By the third, fourth and subsequent runs the corpus has stabilised for the easy-to-reach branches and is increasingly focused on harder-to-reach ones. The coverage plateau is reached more slowly each time, which is exactly the right behaviour - the fuzzer is spending its budget on genuinely new territory.
Practical implications
- Running once gives limited value; running repeatedly gives compounding value.
-
The first run with 100 iterations is roughly equivalent to
App::Test::Generatorwith 100 random iterations. By the fifth run, the corpus is directed at branches that purely random generation would almost never reach. - The corpus is human-readable and editable.
-
Because inputs are stored as plain JSON values, you can open a corpus file and add your own known-tricky inputs by hand. They will be picked up on the next run and mutated like any other corpus entry.

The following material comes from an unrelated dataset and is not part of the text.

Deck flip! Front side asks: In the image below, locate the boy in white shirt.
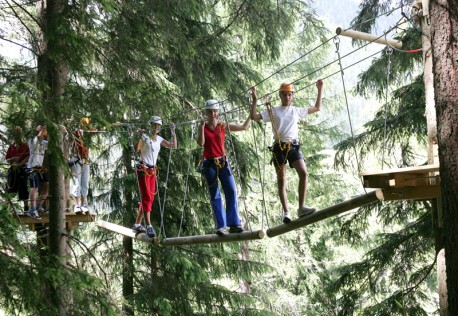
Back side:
[27,125,49,219]
[251,80,323,224]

- Deleting a corpus file resets the fuzzer for that method.
-
If you significantly change a method's implementation, the old corpus may be less useful. Delete the relevant
schemas/corpus/method.jsonand the fuzzer will start fresh with the new code. - The bugs array is a regression record.
-
Even after you fix a bug that was found by fuzzing, the input that triggered it remains in the
bugsarray of the corpus file. You can use these as the basis for specific regression tests to ensure the fix holds.
Corpus file location
By default corpus files are written to schemas/corpus/, one file per method, named method_name.json. This can be changed with the --corpus-dir option:
extract-schemas --fuzz --corpus-dir t/corpus lib/MyModule.pm
It is recommended to commit the corpus directory to version control. This means every developer and every CI run benefits from the accumulated discoveries of all previous runs rather than starting from scratch each time.
run
Run the coverage-guided fuzzing loop. Returns a hashref summary report.
corpus
Returns the accumulated corpus as an arrayref of hashrefs with keys input and coverage.
bugs
Returns bugs found as an arrayref of hashrefs with keys input and error.
save_corpus( $path )
Serialises the corpus to a JSON file so it can be replayed or extended. Requires JSON::MaybeXS or JSON.
load_corpus( $path )
Loads a previously saved corpus JSON file, pre-seeding the fuzzer so it continues from where it left off.
AUTHOR
Nigel Horne, <njh at nigelhorne.com>
Portions of this module's initial design and documentation were created with the assistance of AI.
LICENCE AND COPYRIGHT
Copyright 2026 Nigel Horne.
Usage is subject to licence terms.
The licence terms of this software are as follows:
Personal single user, single computer use: GPL2
All other users (including Commercial, Charity, Educational, Government) must apply in writing for a licence for use from Nigel Horne at the above e-mail.